The team at The Linklater Center for Voice and Language are available to work with you in private sessions or with your company in a group Public Speaking for Professionals workshop. In this session we can share some of the theater techniques and experiences that will support your public life on stage communicating with an audience.
The demands for an actor are similar to those required of a leader, who must communicate with purpose and passion. Acting and leadership both require confidence, creativity, empathy, imagination, authority, intelligence, and emotional openness. Actors were once called “players”. This not only refers to the performance, but to their ability to keep the moment alive and in play. It can be useful to think of ourselves as “players” as we seek new ways to connect and communicate.

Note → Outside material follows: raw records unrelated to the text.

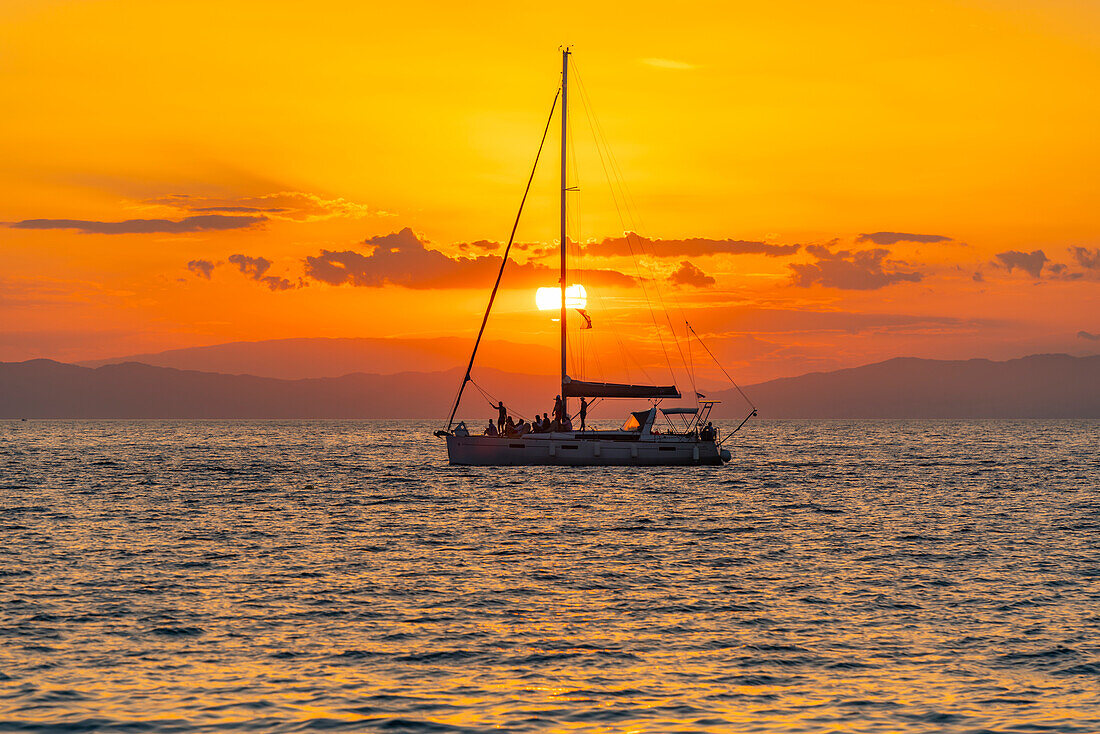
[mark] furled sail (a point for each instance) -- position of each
(581, 389)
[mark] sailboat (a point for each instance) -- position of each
(688, 438)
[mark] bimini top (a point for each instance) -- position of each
(581, 389)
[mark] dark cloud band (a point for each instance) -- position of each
(199, 223)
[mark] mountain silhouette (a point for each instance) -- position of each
(1040, 386)
(295, 359)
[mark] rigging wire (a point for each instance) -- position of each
(703, 344)
(504, 262)
(601, 144)
(635, 216)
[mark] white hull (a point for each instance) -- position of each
(565, 449)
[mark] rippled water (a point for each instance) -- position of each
(292, 576)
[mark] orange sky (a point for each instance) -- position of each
(292, 130)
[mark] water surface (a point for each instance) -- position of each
(304, 576)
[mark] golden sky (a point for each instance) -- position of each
(846, 182)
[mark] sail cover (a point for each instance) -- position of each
(581, 389)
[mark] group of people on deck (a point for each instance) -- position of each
(561, 422)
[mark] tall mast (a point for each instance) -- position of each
(564, 186)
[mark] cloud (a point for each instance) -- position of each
(894, 238)
(200, 223)
(1030, 262)
(1086, 258)
(255, 269)
(689, 274)
(201, 267)
(696, 247)
(668, 64)
(402, 259)
(485, 245)
(853, 271)
(296, 206)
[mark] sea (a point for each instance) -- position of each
(875, 576)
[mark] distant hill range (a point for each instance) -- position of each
(1038, 386)
(294, 359)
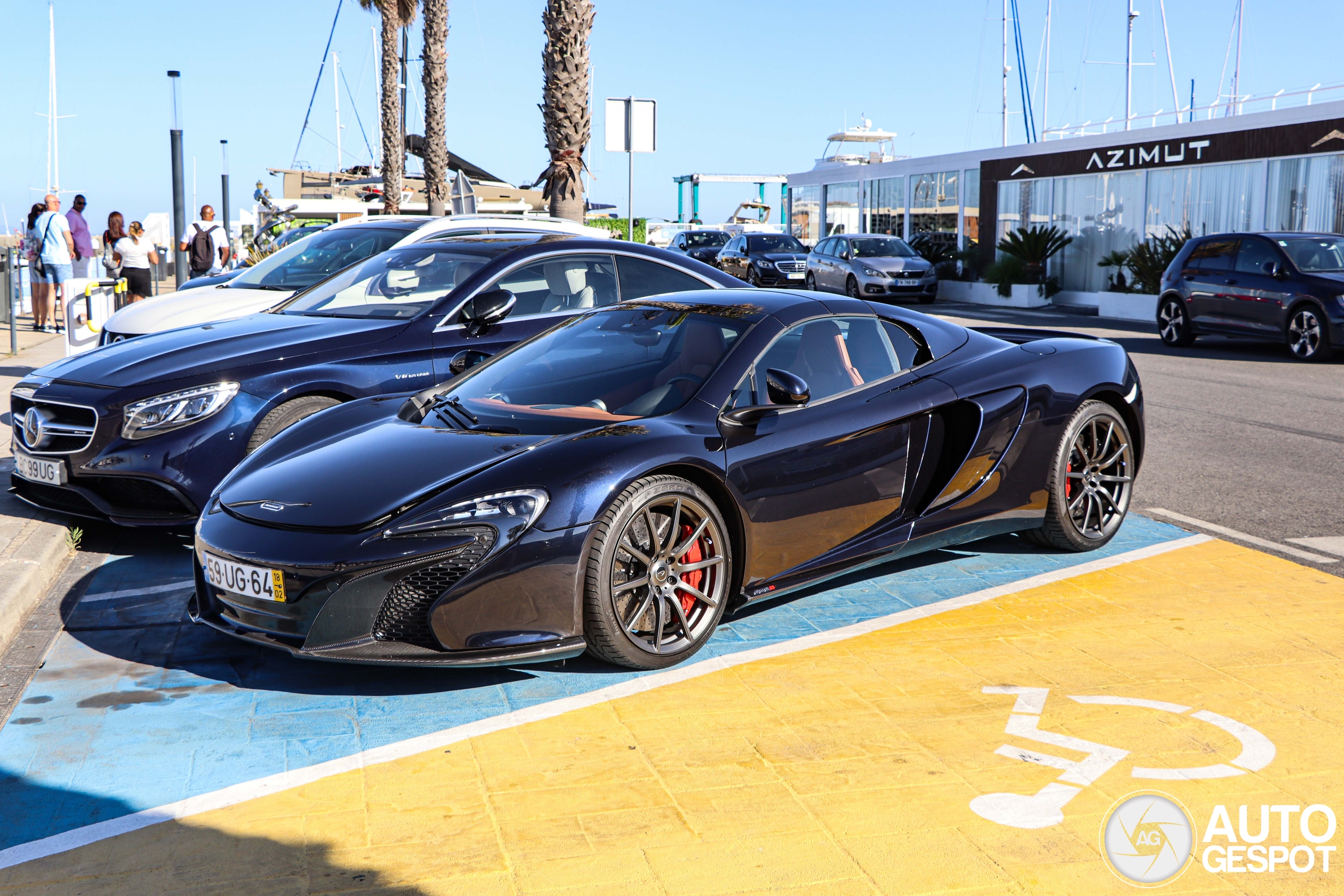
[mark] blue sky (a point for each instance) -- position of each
(742, 85)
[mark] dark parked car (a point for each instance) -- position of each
(872, 265)
(622, 480)
(142, 431)
(1276, 287)
(765, 260)
(701, 245)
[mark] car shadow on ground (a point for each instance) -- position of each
(169, 856)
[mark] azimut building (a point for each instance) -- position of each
(1264, 171)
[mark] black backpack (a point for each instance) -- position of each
(203, 249)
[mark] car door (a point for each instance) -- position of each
(546, 289)
(1261, 299)
(1209, 273)
(814, 479)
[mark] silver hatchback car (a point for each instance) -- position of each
(862, 265)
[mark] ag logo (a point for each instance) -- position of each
(1147, 839)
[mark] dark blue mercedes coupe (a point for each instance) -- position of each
(618, 481)
(142, 431)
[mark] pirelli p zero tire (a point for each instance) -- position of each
(1090, 481)
(658, 577)
(286, 416)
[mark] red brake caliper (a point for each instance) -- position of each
(695, 577)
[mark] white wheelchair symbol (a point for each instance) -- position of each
(1046, 806)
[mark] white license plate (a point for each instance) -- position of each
(37, 469)
(248, 581)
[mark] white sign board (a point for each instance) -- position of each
(632, 124)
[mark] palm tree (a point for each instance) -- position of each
(565, 109)
(435, 78)
(395, 14)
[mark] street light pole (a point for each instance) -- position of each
(179, 194)
(224, 184)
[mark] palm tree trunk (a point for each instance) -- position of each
(565, 102)
(390, 111)
(435, 78)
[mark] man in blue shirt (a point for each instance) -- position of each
(58, 249)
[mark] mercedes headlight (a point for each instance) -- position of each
(175, 410)
(510, 512)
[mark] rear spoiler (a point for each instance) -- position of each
(1019, 335)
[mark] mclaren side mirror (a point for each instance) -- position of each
(466, 361)
(484, 309)
(784, 388)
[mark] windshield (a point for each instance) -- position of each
(1316, 253)
(606, 367)
(401, 282)
(774, 244)
(881, 248)
(310, 260)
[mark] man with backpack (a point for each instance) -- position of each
(206, 245)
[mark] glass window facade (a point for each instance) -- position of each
(971, 207)
(1104, 214)
(805, 214)
(933, 203)
(886, 206)
(842, 208)
(1306, 194)
(1209, 199)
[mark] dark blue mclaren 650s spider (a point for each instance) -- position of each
(618, 481)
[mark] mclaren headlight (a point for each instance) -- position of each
(175, 410)
(510, 512)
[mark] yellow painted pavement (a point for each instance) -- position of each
(843, 769)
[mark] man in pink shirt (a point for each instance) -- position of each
(84, 242)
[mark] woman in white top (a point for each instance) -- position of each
(136, 254)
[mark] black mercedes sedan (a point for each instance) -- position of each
(1285, 288)
(701, 245)
(765, 260)
(142, 431)
(617, 483)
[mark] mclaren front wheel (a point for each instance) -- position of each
(1090, 483)
(658, 575)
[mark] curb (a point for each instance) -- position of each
(27, 573)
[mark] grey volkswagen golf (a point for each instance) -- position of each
(872, 265)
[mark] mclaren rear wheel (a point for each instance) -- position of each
(1090, 481)
(658, 577)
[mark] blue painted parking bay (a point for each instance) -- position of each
(138, 708)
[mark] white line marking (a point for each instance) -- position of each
(1331, 543)
(1242, 536)
(299, 777)
(133, 593)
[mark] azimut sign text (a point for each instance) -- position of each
(1153, 155)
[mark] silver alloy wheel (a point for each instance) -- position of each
(1304, 333)
(1171, 321)
(1100, 472)
(668, 575)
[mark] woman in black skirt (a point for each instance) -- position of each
(136, 254)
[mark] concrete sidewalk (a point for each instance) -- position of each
(33, 544)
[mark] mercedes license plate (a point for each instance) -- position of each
(248, 581)
(37, 469)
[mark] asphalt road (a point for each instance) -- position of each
(1240, 433)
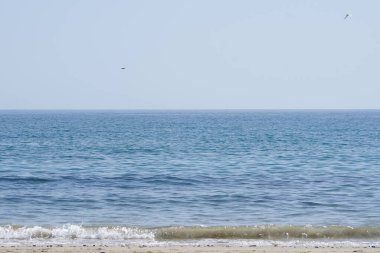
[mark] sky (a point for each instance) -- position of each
(199, 54)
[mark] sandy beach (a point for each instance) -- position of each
(180, 249)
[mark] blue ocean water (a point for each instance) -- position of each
(190, 168)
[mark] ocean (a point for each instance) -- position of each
(231, 176)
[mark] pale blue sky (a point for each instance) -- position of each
(199, 54)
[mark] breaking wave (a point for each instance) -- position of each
(72, 233)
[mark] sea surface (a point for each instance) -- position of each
(154, 176)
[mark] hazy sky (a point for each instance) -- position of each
(209, 54)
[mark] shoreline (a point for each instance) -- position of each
(184, 248)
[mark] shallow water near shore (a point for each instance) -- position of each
(189, 175)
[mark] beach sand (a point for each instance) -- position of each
(181, 249)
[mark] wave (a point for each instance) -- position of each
(72, 232)
(125, 233)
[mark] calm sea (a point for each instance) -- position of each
(174, 174)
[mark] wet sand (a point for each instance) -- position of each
(181, 249)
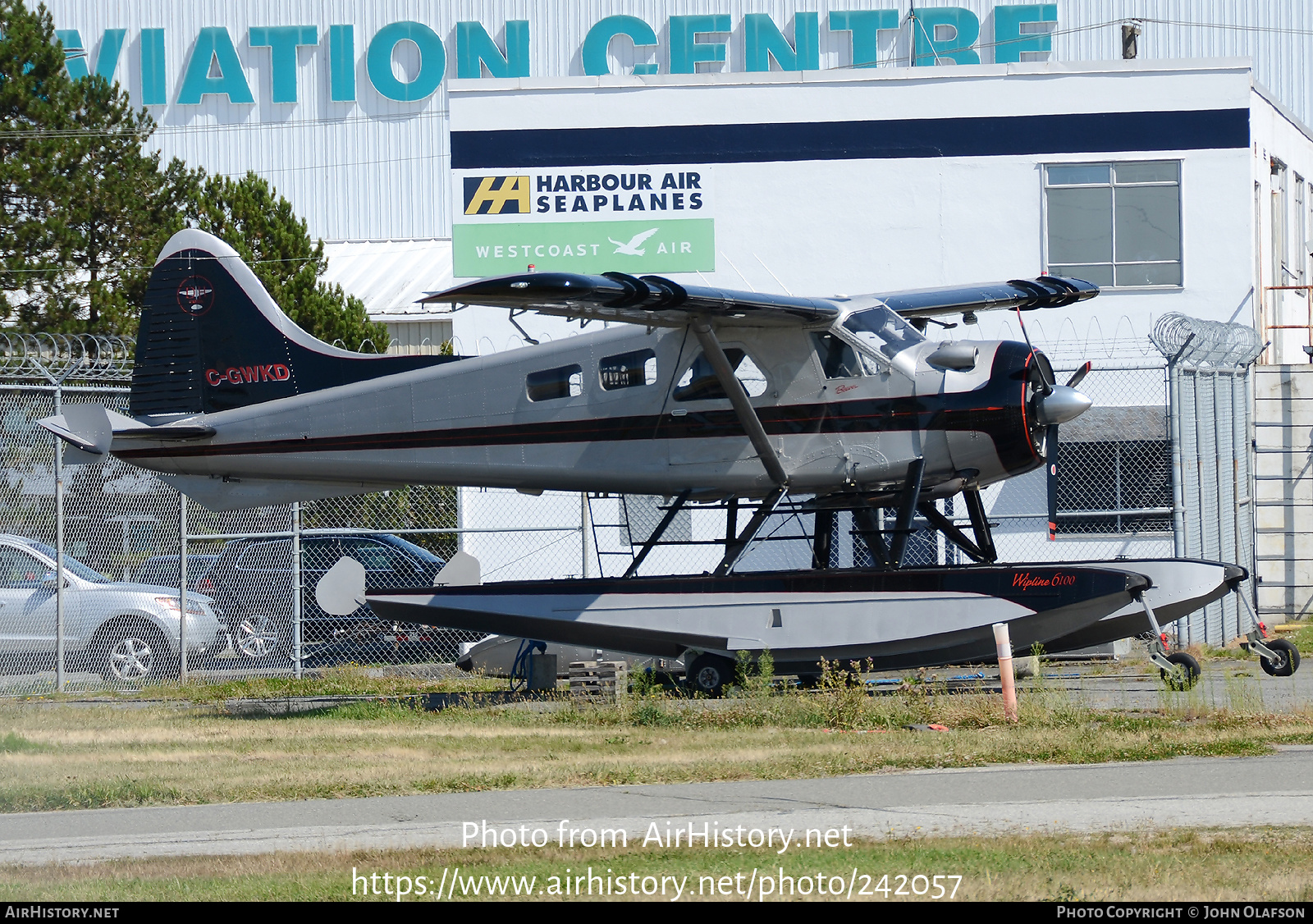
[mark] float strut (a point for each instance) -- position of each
(735, 547)
(980, 525)
(870, 532)
(906, 510)
(822, 540)
(945, 525)
(660, 532)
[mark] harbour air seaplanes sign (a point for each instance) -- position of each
(630, 219)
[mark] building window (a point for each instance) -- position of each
(564, 382)
(1115, 225)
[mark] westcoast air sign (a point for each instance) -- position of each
(652, 219)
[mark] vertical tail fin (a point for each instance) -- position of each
(212, 339)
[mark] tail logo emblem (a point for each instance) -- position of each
(194, 295)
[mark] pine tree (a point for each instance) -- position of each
(122, 210)
(266, 231)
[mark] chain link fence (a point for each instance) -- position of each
(246, 617)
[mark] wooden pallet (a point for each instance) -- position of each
(599, 681)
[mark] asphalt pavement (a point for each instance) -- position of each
(1205, 793)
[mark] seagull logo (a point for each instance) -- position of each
(632, 249)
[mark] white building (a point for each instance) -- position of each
(834, 151)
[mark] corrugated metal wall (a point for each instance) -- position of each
(378, 170)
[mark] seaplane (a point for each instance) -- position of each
(691, 393)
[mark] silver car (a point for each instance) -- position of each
(124, 632)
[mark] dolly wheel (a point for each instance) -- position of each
(709, 675)
(1186, 674)
(1287, 658)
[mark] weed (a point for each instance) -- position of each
(13, 743)
(755, 676)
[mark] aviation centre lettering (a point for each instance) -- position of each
(632, 221)
(214, 67)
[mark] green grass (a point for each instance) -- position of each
(63, 757)
(1260, 864)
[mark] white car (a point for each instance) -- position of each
(121, 630)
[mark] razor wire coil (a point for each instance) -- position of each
(1196, 341)
(61, 357)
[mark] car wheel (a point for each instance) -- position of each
(135, 654)
(1287, 659)
(259, 638)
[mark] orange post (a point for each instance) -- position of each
(1004, 671)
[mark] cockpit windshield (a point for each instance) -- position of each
(883, 330)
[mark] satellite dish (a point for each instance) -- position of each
(461, 569)
(341, 589)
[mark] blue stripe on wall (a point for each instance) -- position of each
(986, 137)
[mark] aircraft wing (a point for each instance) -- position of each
(1044, 291)
(660, 302)
(652, 301)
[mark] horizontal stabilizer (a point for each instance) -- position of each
(218, 494)
(660, 302)
(92, 429)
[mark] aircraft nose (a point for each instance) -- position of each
(1063, 405)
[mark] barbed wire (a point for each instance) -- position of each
(1198, 341)
(80, 357)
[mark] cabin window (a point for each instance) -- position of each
(628, 370)
(883, 331)
(699, 382)
(1115, 225)
(551, 383)
(838, 359)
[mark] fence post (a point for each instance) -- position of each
(59, 550)
(583, 533)
(1178, 488)
(181, 586)
(295, 589)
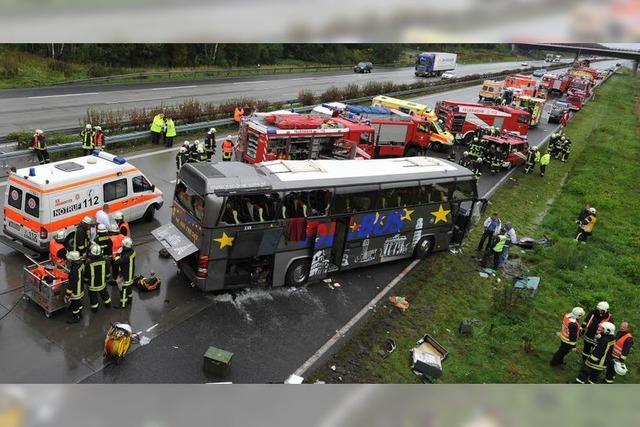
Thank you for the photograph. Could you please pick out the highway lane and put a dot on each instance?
(63, 107)
(271, 332)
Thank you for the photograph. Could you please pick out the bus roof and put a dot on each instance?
(72, 171)
(236, 177)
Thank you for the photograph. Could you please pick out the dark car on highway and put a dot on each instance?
(363, 67)
(557, 111)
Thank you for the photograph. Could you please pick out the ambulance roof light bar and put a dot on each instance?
(110, 157)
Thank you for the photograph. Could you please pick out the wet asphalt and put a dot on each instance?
(271, 333)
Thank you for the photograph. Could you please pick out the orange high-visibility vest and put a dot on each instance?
(54, 248)
(564, 331)
(617, 348)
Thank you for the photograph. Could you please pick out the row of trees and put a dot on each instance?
(209, 54)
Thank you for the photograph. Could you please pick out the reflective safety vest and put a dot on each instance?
(619, 345)
(545, 159)
(96, 274)
(116, 243)
(157, 124)
(87, 139)
(54, 251)
(502, 241)
(75, 290)
(171, 128)
(565, 334)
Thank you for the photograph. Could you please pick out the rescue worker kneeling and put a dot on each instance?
(600, 356)
(96, 276)
(126, 265)
(75, 289)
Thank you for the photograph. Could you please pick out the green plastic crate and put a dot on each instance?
(217, 362)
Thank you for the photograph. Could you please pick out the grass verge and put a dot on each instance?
(514, 342)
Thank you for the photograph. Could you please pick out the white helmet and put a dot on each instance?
(608, 328)
(619, 367)
(577, 312)
(95, 250)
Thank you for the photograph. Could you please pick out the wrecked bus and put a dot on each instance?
(286, 222)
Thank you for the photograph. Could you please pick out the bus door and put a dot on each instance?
(322, 250)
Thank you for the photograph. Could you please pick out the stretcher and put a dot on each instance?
(46, 285)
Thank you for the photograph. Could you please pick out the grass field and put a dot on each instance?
(514, 342)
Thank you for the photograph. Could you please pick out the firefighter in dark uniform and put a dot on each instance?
(40, 147)
(126, 262)
(621, 349)
(569, 334)
(566, 150)
(87, 139)
(96, 277)
(590, 326)
(599, 357)
(83, 236)
(75, 289)
(182, 157)
(532, 157)
(104, 241)
(210, 143)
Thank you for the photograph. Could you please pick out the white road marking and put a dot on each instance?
(345, 329)
(60, 96)
(174, 87)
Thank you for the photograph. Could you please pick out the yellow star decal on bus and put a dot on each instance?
(224, 240)
(407, 214)
(440, 214)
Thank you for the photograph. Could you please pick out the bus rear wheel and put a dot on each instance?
(298, 273)
(423, 248)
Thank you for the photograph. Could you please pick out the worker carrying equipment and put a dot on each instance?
(39, 145)
(87, 139)
(97, 273)
(75, 290)
(569, 333)
(621, 349)
(227, 149)
(585, 225)
(599, 357)
(57, 249)
(126, 264)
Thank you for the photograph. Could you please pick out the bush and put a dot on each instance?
(9, 68)
(306, 97)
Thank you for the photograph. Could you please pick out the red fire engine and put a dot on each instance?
(269, 136)
(463, 118)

Actor-training involves developing one’s body and voice and linking them to a rich emotional life and a lively intellect in order to bring an electrical presence to the stage and awaken your listeners’ active attention. You will want to move your audience, convince them, and make them hear what you have to say. Presence depends on freeing physical tensions that inhibit the breathing musculature that is necessary for a connected voice. The work begins with learning a basic actor’s warm-up for the voice and body. Then we focus on the speaking habits that can either support or sabotage your speech. Our workshops use specific texts as examples of interesting language and rhetorical devices to bring structure and intention to your speech – and lastly, you will be coached on the text of your choice.
Below is the schedule for a prototype of a day-long workshop, as well as our team’s short-version bios. We are able to tailor our corporate coaching to half-day, or on-going sessions as well.
agenda for the day:
9:30am – 11am – All together. The Actor’s Warm-up; Creating Presence
11am – 11:15am – break
11:15am – 12:15pm – All together. Bringing text alive - Rhetorical Devices, use of language, creating a tone or atmosphere in your text.
Lunch: 12:30pm – 1:30pm – with Q & A
1:40pm – 4pm – Break into 3 smaller groups for individual coaching
4pm – 5pm – All together. Final feedback to talk over the day and answer any questions that came up in coaching.
Andrea Haring is the Executive Director of The Linklater Center for Voice and Language, a Founder of Shakespeare and Company in Lenox, MA, a member of the Labyrinth Theater Company, and has taught on the faculties of Yale School of Drama MFA Acting, Columbia University MFA Acting Program, The New School MFA and BFA Acting Programs and Fordham University Theater. She coaches actors regularly in Broadway and off-Broadway shows, and has an extensive private clientele. In her corporate coaching Andrea has worked with the World Economic Forum Global Fellows, Columbia University Business School’s Senior Executive, and non-profit Senior Leaders workshops, Becton Dickinson and Company, Time Warner Executives, NBC staff, the NYU Law School faculty, Theologians on giving sermons, and for a wide variety of professionals from all sectors of industry who want to speak with clear, authentic and expressive voices.
Benjamin Moore is a Designated Linklater Voice Teacher, and is currently on faculty at Hunter College and with The Linklater Center for Voice. He holds an MFA from Carnegie Mellon, a Diploma from the Moscow Art Theatre School. A former dean of the School of Visual and Performing Arts at LIU Post, Benjamin has taught and performed at various theatres and schools throughout Europe and America, including the Moscow Art Theatre, Okolo, Bricolage, Quantum, American Studio Theatre, and the Russian Theatre Workshop. Recent roles include Macbeth, Bolingbroke, and Leontes for Apollo Performing Arts. He coaches regularly with clients at the United Nations.
Liz Eckert is a New York based acting teacher specializing in the Linklater voice method, and a performer with a background in physically charged ensemble-based theater. Her core values as an educator and artist include an interdisciplinary sensibility, collaborative spirit, and respect for the individual demands of student, performer, and creative material. She has worked with Columbia University’s School of the Arts, Columbia Business School, The Linklater Center for Voice and Language, Circle in the Square Theatre School, LAByrinth Theater Company, Rattlestick Playwrights Theater, and the World Economic Forum’s Global Fellows Program. Liz finds her creative home with Stolen Chair Theater Company, an ensemble driven group with whom she has collaborated on several productions. Liz is also a seasoned comedian, performing sketch comedy, improvisation, and stand-up.